The more conclusive bit is how the villain uses the “superheroes are inherently kinda Randian” argument as the foundation of her entire plot. She weaponizes it against them, while cultivating the Objectivist Ubermench image for herself in the process.
- Makes multiple references to the fact that she personally designed and built all the tech that sustains the family business.
- Considers working in “sales” or otherwise engaging with people who are not at her level as beneath her, peasant work to foist upon her less capable brother.
- Specifically mentions her father depending on others, rather than the safe room he built, as the reason he died.
- Builds the entire character of the Screenslaver around rants of personal responsibility, decrying people for relying on heroes, or the government, or anyone but themselves to solve their problems while they leech off society.
- Specifically invokes the idea of supers seizing power for themselves when feeding them lines while mind controlled to panic the public.
That is just a laundry list of ticked boxes there, more even than Syndrome, and it feels like more of a stretch to say that isn’t the point.
Also the part where she spends the whole movie telling Helen how much alike they are and how they should be great friends, all to build up to a wholesale rejection of every one of her arguments. (…. granted that could also just be that Evelyn is into her, but I mean I’m pretty sure that “sexually attracted to Elasticgirl” is synonymous with “has a pulse” in the Incredibles universe.) But really it’s just a clearer, more direction version of the same general thrust the original had.

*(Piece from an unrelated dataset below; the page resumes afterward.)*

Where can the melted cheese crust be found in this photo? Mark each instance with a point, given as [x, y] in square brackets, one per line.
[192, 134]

The Incredibles concludes that being ‘special’ only matters if you’re true to yourself and those around you, and Incredibles 2 returns to one of the oldest of all heroic mantras: with great power, there must also come great responsibility.
And while there’s a lot of differences in execution, these thematic similarities are a big part of why 2 hasn’t left as much of an impression on me. Yeah, it’s doing a clearer, louder version of that one theme, but it lacks the texture of the original. Like, I don’t think there’s another good thematic reading of it. Meanwhile, you could absolutely read The Incredibles as… oh, I dunno, a veteran narrative. Or a statement on toxic fandom, or on masculinity, or about the lasting damage cold war paranoia had on that generation. Not all of them WELL, but it’s there, and when it comes to lasting the test of time, that sorta thing matters a lot. And maybe my opinion of 2 will rise over time (certainly I think my opinion of The Incredibles dipped a little over time, perhaps one day they’ll meet in the middle), but unless I missed something… it’s just kinda good, solid theater fun.